Sentencing update: Booker

The US Supreme Court has granted certiorari in two cases to clean up the Booker mess.  You'll remember that Booker held that mandatory application of the Federal sentencing guidelines violated the right to jury trial, but left the Guidelines in place as "advisory," and commanded the appellate courts to henceforth confine its review of sentences to whether the sentence was "reasonable." Now we get to find out what that meant.

Since Booker, the Circuit Courts have wrestled with the question of how much weight to give to the Guidelines.  Six circuits have held that a sentence within the Guidelines is "presumptively reasonable."  Four others have disagreed, holding that the Guidelines are only one of the factors to consider in fashioning a sentence.  The 6th Circuit has varied; earlier decisions followed the latter approach, but more recent ones have moved toward the former view, and the corollary that sentences outside the Guidelines are presumptively unreasonable.  Typical of this trend is US v. Davis, a case from three months ago, where the trial judge had sentenced the defendant to one day in prison and one year of home arrest, because the defendant was 70 years old and the offense had occurred 14 years ago.  The 6th Circuit reversed, noting that the Guidelines called for a 30-37 month sentence, and the trial court's deviation was too much.

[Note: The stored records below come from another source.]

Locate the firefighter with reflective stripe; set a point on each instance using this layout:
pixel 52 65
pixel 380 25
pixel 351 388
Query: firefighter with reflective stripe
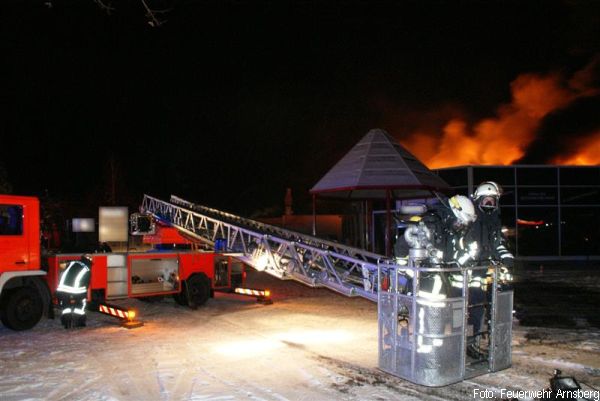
pixel 72 292
pixel 450 225
pixel 488 229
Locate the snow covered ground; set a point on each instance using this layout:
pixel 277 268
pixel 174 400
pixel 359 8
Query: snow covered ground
pixel 311 344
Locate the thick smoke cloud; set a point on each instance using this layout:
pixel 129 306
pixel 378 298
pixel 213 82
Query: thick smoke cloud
pixel 551 118
pixel 568 136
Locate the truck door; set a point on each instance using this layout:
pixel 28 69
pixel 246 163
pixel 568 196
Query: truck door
pixel 14 245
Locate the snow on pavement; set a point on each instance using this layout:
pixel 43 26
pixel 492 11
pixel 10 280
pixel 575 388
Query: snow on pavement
pixel 311 344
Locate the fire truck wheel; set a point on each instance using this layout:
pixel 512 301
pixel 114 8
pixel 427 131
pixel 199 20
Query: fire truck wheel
pixel 198 290
pixel 22 309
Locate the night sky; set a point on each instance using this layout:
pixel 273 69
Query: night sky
pixel 228 103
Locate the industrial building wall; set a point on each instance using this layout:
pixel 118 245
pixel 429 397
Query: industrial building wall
pixel 550 212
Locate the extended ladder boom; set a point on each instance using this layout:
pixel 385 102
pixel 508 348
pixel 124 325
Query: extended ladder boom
pixel 282 253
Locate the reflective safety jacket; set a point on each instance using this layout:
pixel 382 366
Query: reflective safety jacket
pixel 487 231
pixel 75 279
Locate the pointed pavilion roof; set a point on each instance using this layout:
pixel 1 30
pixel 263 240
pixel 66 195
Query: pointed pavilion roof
pixel 375 165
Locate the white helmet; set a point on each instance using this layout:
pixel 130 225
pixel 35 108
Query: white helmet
pixel 487 195
pixel 463 209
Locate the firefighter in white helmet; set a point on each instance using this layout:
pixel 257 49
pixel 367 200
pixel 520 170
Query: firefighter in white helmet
pixel 72 292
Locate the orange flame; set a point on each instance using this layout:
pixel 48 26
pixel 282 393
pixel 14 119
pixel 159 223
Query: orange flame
pixel 503 139
pixel 588 152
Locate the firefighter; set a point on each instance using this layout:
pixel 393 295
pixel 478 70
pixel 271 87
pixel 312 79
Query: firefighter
pixel 487 232
pixel 449 225
pixel 72 292
pixel 488 229
pixel 446 227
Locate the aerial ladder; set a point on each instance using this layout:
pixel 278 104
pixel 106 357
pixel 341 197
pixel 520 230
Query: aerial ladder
pixel 285 254
pixel 423 340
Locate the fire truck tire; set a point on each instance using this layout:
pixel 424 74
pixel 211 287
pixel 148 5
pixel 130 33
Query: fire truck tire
pixel 198 290
pixel 22 308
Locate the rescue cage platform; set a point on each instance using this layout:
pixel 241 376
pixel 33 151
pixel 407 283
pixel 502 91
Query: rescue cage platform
pixel 432 340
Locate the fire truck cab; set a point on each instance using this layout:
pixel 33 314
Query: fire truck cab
pixel 24 294
pixel 26 288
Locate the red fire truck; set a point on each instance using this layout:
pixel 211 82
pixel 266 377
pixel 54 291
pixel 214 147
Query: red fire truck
pixel 27 282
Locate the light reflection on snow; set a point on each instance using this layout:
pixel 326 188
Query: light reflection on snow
pixel 251 348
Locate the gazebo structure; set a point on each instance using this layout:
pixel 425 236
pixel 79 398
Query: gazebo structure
pixel 378 168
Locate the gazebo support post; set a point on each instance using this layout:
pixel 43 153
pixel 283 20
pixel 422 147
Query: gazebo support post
pixel 314 215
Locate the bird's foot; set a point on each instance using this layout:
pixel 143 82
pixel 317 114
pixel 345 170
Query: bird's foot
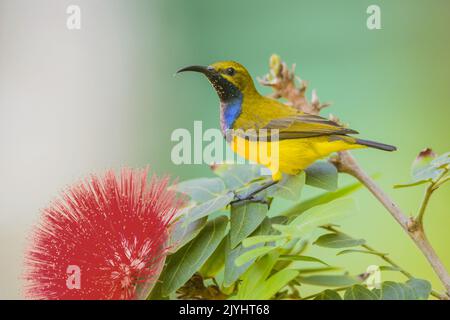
pixel 240 199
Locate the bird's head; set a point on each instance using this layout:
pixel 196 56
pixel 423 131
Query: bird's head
pixel 228 78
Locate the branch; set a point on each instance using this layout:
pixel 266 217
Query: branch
pixel 282 81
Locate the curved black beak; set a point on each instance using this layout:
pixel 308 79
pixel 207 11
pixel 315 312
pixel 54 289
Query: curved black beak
pixel 201 69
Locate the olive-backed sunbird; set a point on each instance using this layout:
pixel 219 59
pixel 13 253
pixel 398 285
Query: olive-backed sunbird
pixel 302 138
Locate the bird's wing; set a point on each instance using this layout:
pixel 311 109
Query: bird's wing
pixel 302 126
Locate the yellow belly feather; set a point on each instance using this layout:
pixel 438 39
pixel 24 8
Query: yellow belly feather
pixel 288 156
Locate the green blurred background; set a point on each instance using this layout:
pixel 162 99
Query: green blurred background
pixel 106 96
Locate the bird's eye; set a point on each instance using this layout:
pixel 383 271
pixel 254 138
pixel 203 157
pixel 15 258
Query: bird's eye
pixel 230 71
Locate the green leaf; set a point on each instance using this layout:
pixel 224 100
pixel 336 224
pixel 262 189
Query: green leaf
pixel 237 175
pixel 427 168
pixel 389 268
pixel 304 271
pixel 413 289
pixel 261 239
pixel 325 198
pixel 317 216
pixel 210 206
pixel 422 288
pixel 252 254
pixel 255 276
pixel 442 160
pixel 215 262
pixel 380 254
pixel 302 258
pixel 323 175
pixel 185 262
pixel 202 189
pixel 232 272
pixel 274 284
pixel 290 187
pixel 328 295
pixel 391 291
pixel 359 292
pixel 412 184
pixel 329 280
pixel 245 218
pixel 184 232
pixel 338 240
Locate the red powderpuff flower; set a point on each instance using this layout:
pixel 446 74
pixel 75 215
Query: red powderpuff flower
pixel 105 239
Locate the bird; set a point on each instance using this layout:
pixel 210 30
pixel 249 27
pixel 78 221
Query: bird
pixel 248 120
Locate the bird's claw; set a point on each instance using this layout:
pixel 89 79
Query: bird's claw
pixel 238 199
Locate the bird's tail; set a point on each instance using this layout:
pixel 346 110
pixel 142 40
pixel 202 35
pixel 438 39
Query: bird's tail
pixel 376 145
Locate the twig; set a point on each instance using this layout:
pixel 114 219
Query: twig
pixel 413 227
pixel 428 192
pixel 282 80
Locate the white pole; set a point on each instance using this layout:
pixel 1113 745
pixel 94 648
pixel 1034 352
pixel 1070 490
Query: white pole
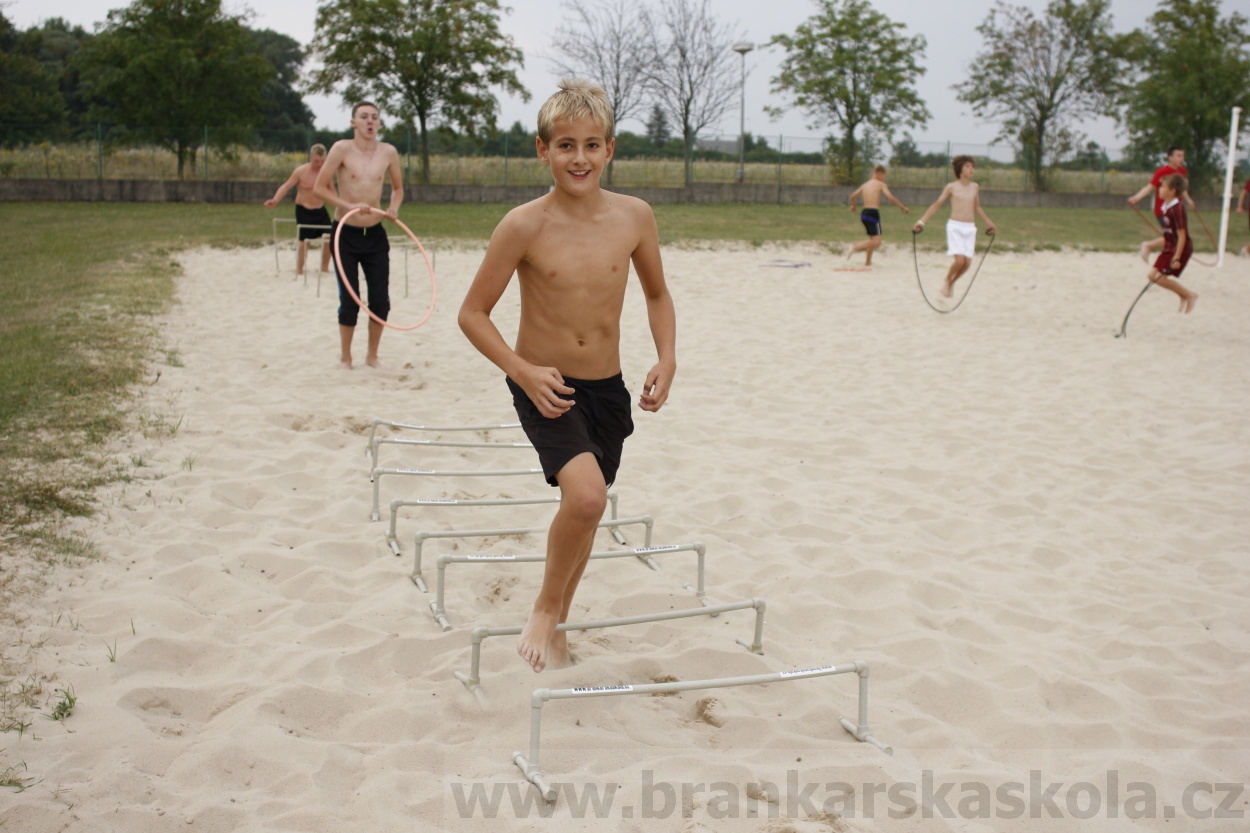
pixel 1228 184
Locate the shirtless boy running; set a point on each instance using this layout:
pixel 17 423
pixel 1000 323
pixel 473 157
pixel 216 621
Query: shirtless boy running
pixel 965 206
pixel 309 208
pixel 360 164
pixel 571 252
pixel 873 190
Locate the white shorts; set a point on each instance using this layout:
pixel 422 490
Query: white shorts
pixel 960 238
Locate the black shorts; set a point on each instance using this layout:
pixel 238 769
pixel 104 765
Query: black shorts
pixel 311 217
pixel 364 248
pixel 871 219
pixel 599 423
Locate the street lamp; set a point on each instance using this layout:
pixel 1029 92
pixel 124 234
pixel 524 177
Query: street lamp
pixel 741 49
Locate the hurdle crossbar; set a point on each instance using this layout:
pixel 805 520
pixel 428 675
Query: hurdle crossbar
pixel 439 609
pixel 421 537
pixel 530 767
pixel 378 474
pixel 473 679
pixel 396 440
pixel 398 503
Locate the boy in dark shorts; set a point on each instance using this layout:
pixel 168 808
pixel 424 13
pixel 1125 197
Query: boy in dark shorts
pixel 1178 245
pixel 571 250
pixel 871 193
pixel 309 208
pixel 360 164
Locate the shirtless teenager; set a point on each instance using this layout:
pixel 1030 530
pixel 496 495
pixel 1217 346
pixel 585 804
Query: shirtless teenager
pixel 309 208
pixel 873 190
pixel 360 164
pixel 571 252
pixel 965 206
pixel 1175 165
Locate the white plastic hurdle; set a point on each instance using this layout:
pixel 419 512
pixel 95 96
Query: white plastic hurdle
pixel 541 696
pixel 398 503
pixel 614 523
pixel 398 440
pixel 473 679
pixel 438 607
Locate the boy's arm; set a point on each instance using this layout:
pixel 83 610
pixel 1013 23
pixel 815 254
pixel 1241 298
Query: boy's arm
pixel 504 253
pixel 976 206
pixel 854 194
pixel 285 186
pixel 885 189
pixel 396 175
pixel 660 313
pixel 945 195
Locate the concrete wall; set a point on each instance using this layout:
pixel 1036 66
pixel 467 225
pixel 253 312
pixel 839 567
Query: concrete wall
pixel 141 190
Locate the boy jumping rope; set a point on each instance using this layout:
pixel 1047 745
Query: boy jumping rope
pixel 571 252
pixel 965 206
pixel 1178 245
pixel 873 190
pixel 309 208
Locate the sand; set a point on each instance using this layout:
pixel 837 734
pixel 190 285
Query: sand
pixel 1035 534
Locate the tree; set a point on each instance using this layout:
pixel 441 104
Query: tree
pixel 851 68
pixel 1040 75
pixel 658 126
pixel 171 69
pixel 608 45
pixel 693 69
pixel 30 101
pixel 1193 68
pixel 433 61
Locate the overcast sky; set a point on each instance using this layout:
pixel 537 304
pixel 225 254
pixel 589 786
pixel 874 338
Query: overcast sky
pixel 949 29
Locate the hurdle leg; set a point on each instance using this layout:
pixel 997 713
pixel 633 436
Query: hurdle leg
pixel 530 768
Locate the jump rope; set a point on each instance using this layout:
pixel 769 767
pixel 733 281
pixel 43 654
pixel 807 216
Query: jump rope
pixel 1124 324
pixel 346 284
pixel 915 258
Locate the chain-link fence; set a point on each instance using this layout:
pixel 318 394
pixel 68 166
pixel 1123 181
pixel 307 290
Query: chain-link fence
pixel 119 151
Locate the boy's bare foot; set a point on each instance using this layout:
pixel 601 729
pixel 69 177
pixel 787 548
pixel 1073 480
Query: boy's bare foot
pixel 534 644
pixel 558 654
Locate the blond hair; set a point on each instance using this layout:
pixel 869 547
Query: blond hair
pixel 576 99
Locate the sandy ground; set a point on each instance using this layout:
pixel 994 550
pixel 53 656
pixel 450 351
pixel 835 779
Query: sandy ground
pixel 1033 533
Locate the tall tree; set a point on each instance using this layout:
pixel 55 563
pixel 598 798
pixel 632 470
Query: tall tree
pixel 430 61
pixel 851 68
pixel 30 103
pixel 1193 66
pixel 173 69
pixel 606 43
pixel 693 70
pixel 1039 76
pixel 283 108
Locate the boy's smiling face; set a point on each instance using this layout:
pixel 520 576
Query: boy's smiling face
pixel 578 154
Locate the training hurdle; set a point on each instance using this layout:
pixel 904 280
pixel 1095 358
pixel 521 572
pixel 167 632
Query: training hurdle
pixel 398 503
pixel 473 679
pixel 421 537
pixel 396 440
pixel 541 696
pixel 439 609
pixel 415 427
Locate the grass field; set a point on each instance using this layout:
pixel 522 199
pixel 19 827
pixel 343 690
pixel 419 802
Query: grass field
pixel 81 283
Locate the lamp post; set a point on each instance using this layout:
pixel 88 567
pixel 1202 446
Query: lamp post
pixel 741 49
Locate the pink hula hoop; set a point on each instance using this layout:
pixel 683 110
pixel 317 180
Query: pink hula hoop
pixel 343 277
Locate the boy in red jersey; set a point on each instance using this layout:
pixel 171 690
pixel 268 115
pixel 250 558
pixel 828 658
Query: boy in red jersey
pixel 1178 245
pixel 1175 165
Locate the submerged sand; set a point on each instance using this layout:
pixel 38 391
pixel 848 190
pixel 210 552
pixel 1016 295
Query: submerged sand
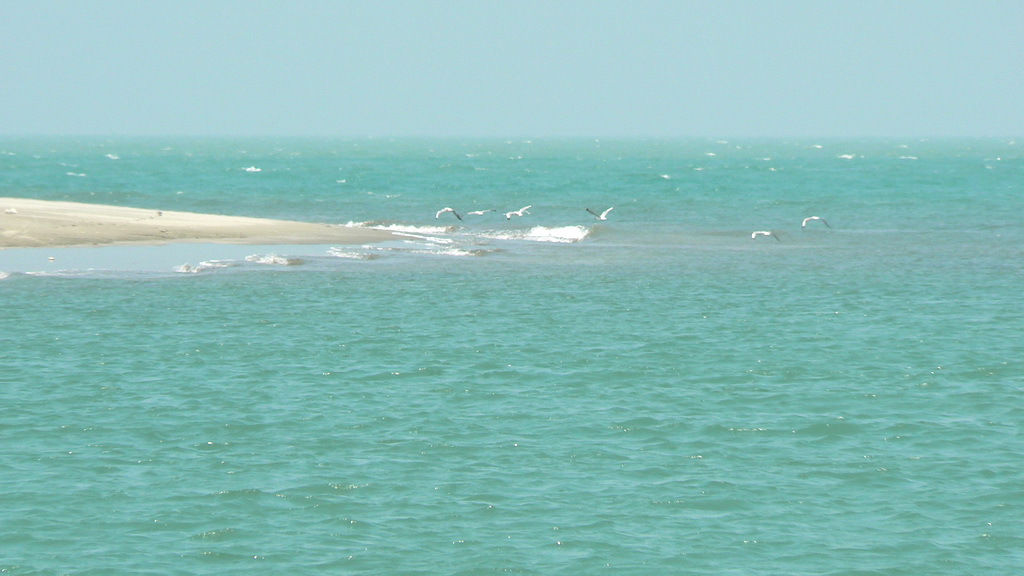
pixel 26 223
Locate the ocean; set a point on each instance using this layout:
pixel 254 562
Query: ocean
pixel 659 393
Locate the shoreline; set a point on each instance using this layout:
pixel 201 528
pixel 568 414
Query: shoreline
pixel 47 223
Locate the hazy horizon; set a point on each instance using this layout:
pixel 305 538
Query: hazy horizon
pixel 566 70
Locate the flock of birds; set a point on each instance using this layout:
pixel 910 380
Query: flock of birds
pixel 604 216
pixel 508 215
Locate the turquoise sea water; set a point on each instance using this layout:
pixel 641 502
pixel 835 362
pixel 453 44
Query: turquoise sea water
pixel 654 394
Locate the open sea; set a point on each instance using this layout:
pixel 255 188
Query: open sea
pixel 657 393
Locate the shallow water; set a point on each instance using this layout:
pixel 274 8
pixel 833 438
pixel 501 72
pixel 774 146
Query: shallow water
pixel 653 394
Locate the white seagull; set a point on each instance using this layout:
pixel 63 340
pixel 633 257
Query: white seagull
pixel 603 215
pixel 519 212
pixel 445 210
pixel 756 234
pixel 804 223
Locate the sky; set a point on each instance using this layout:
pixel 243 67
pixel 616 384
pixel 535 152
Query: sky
pixel 513 68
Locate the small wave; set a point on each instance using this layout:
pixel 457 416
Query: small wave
pixel 562 235
pixel 452 252
pixel 341 253
pixel 558 234
pixel 205 265
pixel 273 259
pixel 399 228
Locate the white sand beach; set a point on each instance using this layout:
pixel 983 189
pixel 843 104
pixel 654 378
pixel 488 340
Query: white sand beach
pixel 27 223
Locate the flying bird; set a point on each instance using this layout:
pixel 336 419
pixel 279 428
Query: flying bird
pixel 445 210
pixel 804 223
pixel 756 234
pixel 519 212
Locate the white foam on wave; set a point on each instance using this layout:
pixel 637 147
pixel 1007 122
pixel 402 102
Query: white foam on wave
pixel 205 265
pixel 408 229
pixel 342 253
pixel 566 235
pixel 561 235
pixel 274 259
pixel 451 252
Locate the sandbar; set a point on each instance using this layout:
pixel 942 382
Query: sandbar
pixel 27 223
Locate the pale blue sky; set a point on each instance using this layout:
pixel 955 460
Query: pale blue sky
pixel 571 68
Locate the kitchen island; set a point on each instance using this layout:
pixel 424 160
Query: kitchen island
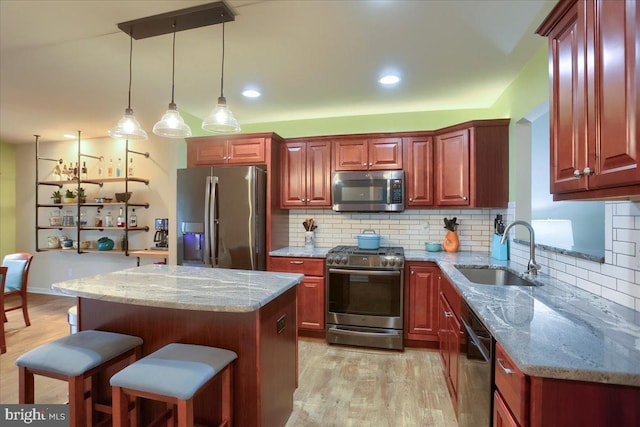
pixel 250 312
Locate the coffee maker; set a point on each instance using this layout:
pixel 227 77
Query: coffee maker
pixel 162 231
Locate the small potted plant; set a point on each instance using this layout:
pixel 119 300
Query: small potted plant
pixel 81 195
pixel 57 197
pixel 69 197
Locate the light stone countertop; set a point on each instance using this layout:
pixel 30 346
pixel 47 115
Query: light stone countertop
pixel 554 330
pixel 180 287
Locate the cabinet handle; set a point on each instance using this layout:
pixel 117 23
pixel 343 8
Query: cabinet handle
pixel 506 370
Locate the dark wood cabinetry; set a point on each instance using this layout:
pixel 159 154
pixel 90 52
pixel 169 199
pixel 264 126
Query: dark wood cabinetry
pixel 418 164
pixel 421 302
pixel 306 174
pixel 311 291
pixel 211 151
pixel 449 334
pixel 595 89
pixel 472 164
pixel 354 154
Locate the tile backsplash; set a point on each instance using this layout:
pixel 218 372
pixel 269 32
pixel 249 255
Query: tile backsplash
pixel 410 229
pixel 617 279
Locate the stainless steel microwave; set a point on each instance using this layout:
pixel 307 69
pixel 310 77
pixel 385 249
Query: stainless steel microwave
pixel 368 191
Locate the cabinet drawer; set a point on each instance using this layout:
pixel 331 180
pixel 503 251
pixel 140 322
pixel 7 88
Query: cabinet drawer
pixel 306 266
pixel 512 384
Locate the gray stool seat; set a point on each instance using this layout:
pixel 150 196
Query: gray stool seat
pixel 176 370
pixel 78 353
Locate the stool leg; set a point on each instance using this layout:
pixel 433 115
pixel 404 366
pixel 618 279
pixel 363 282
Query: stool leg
pixel 25 385
pixel 185 413
pixel 77 410
pixel 120 404
pixel 227 396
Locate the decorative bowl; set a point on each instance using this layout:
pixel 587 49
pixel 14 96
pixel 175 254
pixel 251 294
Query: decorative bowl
pixel 123 197
pixel 433 247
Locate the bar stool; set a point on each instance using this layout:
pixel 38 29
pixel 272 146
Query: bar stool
pixel 76 358
pixel 174 374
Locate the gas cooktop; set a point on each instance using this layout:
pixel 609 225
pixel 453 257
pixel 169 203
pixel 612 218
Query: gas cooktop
pixel 389 257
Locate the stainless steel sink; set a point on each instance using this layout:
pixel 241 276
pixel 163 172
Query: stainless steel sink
pixel 493 276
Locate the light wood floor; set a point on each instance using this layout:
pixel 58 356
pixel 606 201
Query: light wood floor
pixel 338 386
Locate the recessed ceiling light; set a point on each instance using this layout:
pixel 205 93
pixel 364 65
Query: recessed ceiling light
pixel 389 79
pixel 251 93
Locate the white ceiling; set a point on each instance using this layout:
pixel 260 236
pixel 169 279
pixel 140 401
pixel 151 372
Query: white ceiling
pixel 64 64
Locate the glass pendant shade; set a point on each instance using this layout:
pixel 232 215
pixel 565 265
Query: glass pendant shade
pixel 128 127
pixel 221 119
pixel 172 125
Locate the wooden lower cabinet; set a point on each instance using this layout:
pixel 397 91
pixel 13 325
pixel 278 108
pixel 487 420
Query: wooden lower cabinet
pixel 311 291
pixel 501 415
pixel 528 401
pixel 421 306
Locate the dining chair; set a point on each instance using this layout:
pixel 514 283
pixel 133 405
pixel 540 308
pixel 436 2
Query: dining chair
pixel 3 277
pixel 16 282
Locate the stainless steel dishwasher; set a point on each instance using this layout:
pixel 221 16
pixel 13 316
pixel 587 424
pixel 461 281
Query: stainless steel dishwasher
pixel 475 400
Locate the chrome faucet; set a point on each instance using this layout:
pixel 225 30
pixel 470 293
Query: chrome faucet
pixel 532 266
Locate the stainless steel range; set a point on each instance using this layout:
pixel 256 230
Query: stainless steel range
pixel 365 296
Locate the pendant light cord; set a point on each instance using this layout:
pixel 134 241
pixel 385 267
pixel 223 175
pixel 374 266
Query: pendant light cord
pixel 173 65
pixel 130 66
pixel 222 75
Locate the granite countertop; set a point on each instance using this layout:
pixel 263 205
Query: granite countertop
pixel 554 330
pixel 190 288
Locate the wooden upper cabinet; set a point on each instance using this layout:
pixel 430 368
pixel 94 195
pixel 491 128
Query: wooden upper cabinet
pixel 306 174
pixel 472 164
pixel 367 154
pixel 452 160
pixel 211 151
pixel 594 63
pixel 418 171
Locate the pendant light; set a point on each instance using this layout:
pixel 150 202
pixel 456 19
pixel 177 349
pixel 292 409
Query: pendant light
pixel 221 118
pixel 128 127
pixel 172 125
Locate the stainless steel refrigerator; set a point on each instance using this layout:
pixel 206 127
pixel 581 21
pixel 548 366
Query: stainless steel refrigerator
pixel 221 217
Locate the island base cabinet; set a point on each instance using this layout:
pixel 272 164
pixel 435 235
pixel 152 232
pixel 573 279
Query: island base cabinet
pixel 578 404
pixel 265 341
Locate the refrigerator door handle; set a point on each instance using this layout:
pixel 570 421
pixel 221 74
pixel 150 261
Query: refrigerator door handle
pixel 206 253
pixel 213 221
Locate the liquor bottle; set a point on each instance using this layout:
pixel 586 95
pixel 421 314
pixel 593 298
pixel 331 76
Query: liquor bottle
pixel 63 173
pixel 98 220
pixel 108 220
pixel 57 173
pixel 120 219
pixel 133 219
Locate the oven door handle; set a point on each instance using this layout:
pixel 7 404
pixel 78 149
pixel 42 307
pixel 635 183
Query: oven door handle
pixel 367 272
pixel 352 332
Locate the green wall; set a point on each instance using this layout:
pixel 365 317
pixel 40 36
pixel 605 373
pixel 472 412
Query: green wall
pixel 7 199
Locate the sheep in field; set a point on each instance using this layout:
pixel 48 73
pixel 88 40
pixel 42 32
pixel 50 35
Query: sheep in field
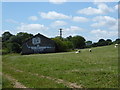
pixel 116 45
pixel 90 50
pixel 78 51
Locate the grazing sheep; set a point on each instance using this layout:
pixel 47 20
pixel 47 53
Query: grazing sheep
pixel 90 50
pixel 116 45
pixel 78 51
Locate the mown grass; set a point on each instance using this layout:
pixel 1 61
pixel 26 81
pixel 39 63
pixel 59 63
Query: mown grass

The two cases accepted by the Supreme Court for review will deal with both sides of that question.  In the first, out of the 8th Circuit, the defendant was sentenced to 15 months in prison on a drug conviction that the Guidelines provided a sentence of 37 to 46 months.  The appellate court reversed, noting that a trial court could deviate from the Guidelines only under "exceptional circumstances."  The second case is from the 4th Circuit; the defendant there was sentenced to 33 months, and the appellate court affirmed that sentence as reasonable simply because it was within the Guidelines.

Argument is expected in February.

This post is somewhat unusual for me, because I don't usually do much about Federal law here.  Some of my readers do a fair amount of Federal criminal work, so I'll touch on it from time to time.  If you do a lot of it, one thing you might want to check as a resource is the 6th Circuit Blog, which is a combined effort by the Federal Public Defenders of that Circuit.  I've included a link to it in the Blogroll on the right sidebar.